Expect America To Boost Naval Presence in the Philippines
That’s the word from the secretary of the Navy, Carlos Del Toro, who says the number of Americans stationed there will not approach that of the old days.
Look for the American Navy to return soon to what once was its largest overseas base.
The secretary of the Navy, Carlos Del Toro, offered that assurance in a brief conversation with me after a lengthy speech at the National Press Club at Washington.
No, he made clear, it would not be like the old days, when thousands of American sailors and dozens of Navy vessels were stationed at Subic Bay, about 54 miles northwest of Manila on the South China Sea.
In the aftermath of a recent incident in which a Chinese vessel flashed a Philippine patrol boat with a laser beam, the American defense secretary, Lloyd Austin, has assured the Philippines of intensified American support. A Pentagon spokesman said Mr. Austin called the Philippines defense minister, Carlito Galvez Jr., to talk about increased “maritime activities,” including joint patrols.
Mr. Del Toro seemed confident the Americans would be welcome in Olongapo, the once-brawling base town where the Navy was the biggest source of jobs and income. The last American sailors had to leave in November 1992 after the Philippine congress refused to renew the lease on the American bases, including not only the Navy base at Subic Bay but also Clark Air Base, across mountains.
American destroyers returned for occasional port calls and exercises, but the previous Philippine president, Rodrigo Dutergte, stopped even that much interaction while currying favor with China’s president, Xi Jinping.

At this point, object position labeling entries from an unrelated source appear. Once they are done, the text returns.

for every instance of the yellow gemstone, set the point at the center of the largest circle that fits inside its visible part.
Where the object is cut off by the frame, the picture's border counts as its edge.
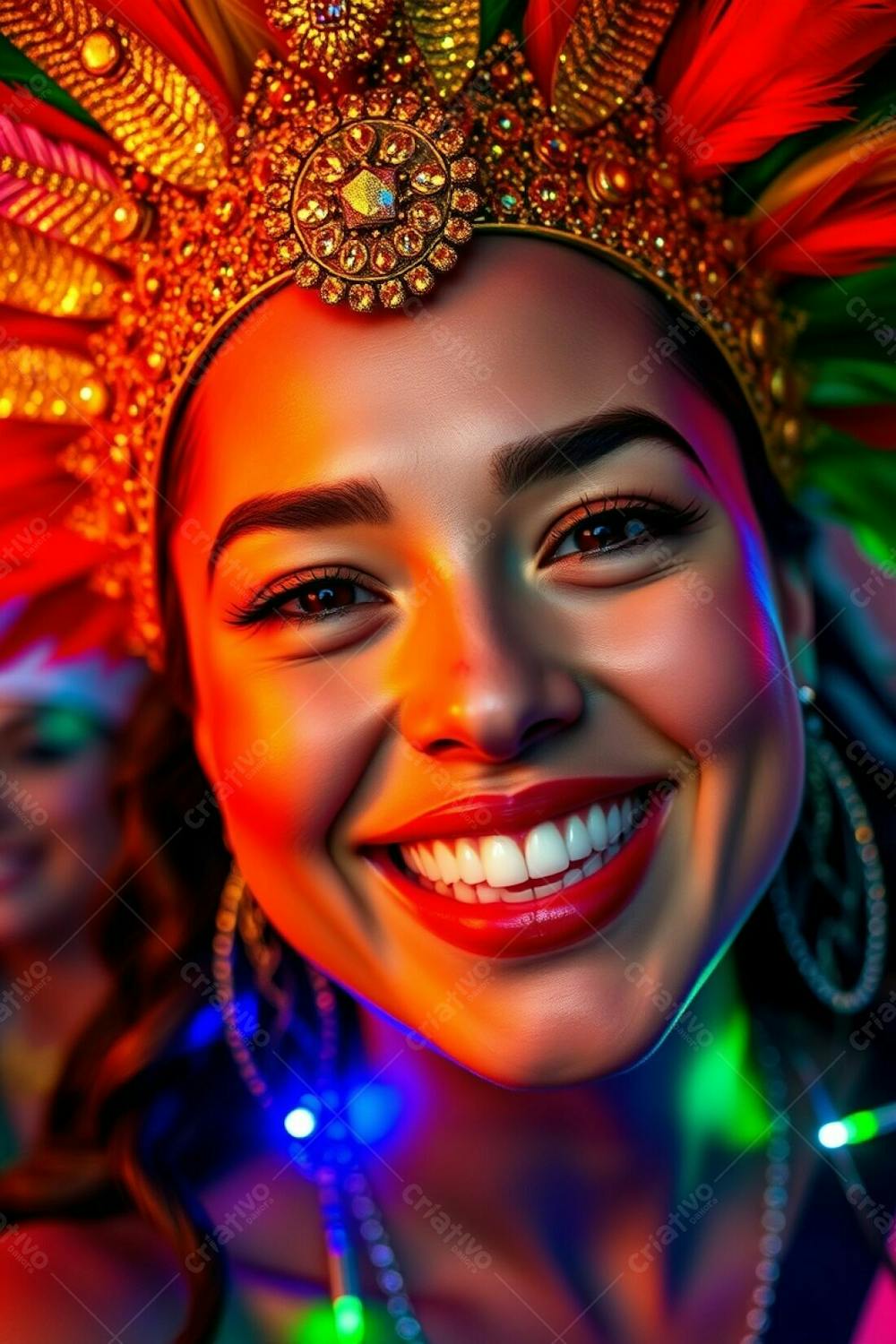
(360, 297)
(383, 257)
(409, 241)
(354, 255)
(309, 210)
(427, 179)
(125, 220)
(99, 51)
(332, 289)
(368, 198)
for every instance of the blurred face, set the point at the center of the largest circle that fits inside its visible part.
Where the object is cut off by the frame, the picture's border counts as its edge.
(56, 827)
(489, 664)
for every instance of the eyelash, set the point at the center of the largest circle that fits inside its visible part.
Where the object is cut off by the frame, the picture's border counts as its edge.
(667, 521)
(266, 602)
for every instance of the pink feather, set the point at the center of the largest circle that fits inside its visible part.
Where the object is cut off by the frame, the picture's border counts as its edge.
(51, 211)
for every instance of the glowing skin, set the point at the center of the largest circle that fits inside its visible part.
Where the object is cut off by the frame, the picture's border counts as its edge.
(56, 831)
(476, 663)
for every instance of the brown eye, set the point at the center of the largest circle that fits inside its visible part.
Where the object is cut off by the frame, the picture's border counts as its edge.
(323, 596)
(603, 531)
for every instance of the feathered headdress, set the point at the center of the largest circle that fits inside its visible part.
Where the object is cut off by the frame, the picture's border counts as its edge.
(161, 166)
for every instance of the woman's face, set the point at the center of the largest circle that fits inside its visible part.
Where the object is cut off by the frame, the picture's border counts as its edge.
(495, 559)
(56, 831)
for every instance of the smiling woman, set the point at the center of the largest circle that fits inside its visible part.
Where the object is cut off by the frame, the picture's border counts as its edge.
(557, 672)
(493, 668)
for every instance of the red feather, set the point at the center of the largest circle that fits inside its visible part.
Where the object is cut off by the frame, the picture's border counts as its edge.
(871, 425)
(842, 218)
(544, 26)
(742, 75)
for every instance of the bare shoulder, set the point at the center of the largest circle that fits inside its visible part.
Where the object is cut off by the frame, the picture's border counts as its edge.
(88, 1282)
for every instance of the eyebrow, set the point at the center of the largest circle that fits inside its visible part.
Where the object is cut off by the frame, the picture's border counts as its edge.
(303, 510)
(567, 451)
(548, 456)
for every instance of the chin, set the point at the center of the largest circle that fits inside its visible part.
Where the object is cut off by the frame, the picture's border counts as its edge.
(563, 1038)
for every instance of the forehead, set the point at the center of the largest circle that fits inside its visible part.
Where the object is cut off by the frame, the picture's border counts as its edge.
(522, 338)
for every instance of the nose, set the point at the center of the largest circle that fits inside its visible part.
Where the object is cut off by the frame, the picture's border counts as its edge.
(484, 687)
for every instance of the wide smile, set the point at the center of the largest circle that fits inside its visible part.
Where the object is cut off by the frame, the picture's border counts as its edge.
(517, 892)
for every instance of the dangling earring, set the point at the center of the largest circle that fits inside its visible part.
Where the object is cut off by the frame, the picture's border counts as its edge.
(796, 894)
(330, 1150)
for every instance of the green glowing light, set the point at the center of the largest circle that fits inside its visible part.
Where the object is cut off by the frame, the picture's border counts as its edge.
(852, 1129)
(349, 1314)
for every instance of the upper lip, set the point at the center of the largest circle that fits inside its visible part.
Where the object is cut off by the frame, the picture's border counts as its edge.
(490, 814)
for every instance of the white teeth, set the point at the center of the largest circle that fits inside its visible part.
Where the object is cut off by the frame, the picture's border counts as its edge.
(522, 894)
(446, 862)
(597, 827)
(487, 894)
(469, 863)
(463, 892)
(546, 889)
(430, 866)
(503, 862)
(576, 839)
(546, 852)
(484, 868)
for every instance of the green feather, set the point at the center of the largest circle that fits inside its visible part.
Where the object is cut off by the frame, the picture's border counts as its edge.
(497, 15)
(845, 480)
(15, 69)
(853, 382)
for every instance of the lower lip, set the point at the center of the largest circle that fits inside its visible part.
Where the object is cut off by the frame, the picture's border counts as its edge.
(524, 929)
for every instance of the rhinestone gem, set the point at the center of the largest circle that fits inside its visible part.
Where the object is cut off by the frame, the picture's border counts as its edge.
(421, 280)
(99, 51)
(398, 147)
(409, 241)
(443, 257)
(311, 210)
(383, 257)
(352, 258)
(368, 196)
(360, 139)
(392, 293)
(425, 214)
(328, 238)
(332, 289)
(360, 297)
(427, 177)
(308, 273)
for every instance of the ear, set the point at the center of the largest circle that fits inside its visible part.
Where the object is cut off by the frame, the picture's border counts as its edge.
(797, 609)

Mr. Duterte believed in getting on the good side of the Chinese while they controlled the South China Sea, which they claim as their own.
That impasse is disappearing under the new president, Ferdinand “Bongbong” Marcos Jr., elected in a landslide last May. Bongbong, as he is widely known, is the son of the late Ferdinand Marcos, whom the Americans flew to Hawaii along with his profligate widow, Imelda, and their family and cronies after the People Power Revolution that drove Marcos out of power in 1986.
Mr. Marcos Jr. was on that getaway flight from Clark Air Base but is welcoming the Americans back to their old haunts, and bases, after meeting President Biden at New York in September. In one of the paradoxes that characterizes American relations abroad, Washington has no concerns about cozying up to the Marcos family again if that’s what it takes to buttress defenses in Asia.
Mr. Del Toro, in his remarks to me, indicated the American presence would be “much smaller,” but the Americans would definitely return to Subic and several other bases on more than just port calls.
The Philippines, if it is to stop Chinese vessels from harassing Philippine fishing boats, need all the support it can get from the Americans. The question is whether Washington would be willing to risk what could turn into armed clashes with Chinese planes and ships operating from bases it has constructed on the Spratly Islands in the middle of the South China Sea.
The Americans, Mr. Del Toro said in his talk, intend to “build more interoperability and more changeability” — meaning they will remain flexible and poised to shift course depending on the Chinese response.
No doubt we can expect American warships to be operating in tandem with Philippine vessels, none of which is really capable of facing the Chinese. Right now the likeliest option is for the Americans to go on joint patrols with the Philippine coast guard.
The Americans, whenever they return to Subic Bay and other bases, will be both welcomed and rejected. Filipinos have mixed memories of the hordes of sailors who once filled the clubs and shops of Olongapo.
A vast shopping area has sprung up on the site of the former base, but the last time this reporter was there the ground was overrun with weeds and the stores were not doing well. A number of grizzled American Navy veterans are living their retirement years in and around the city, many of them married to Filipino women.
The Americans will doubtless move into separate facilities close to the docks where Navy ships once were moored. “We’ll be there,” Mr. Del Toro assured me — if not quite the same as before.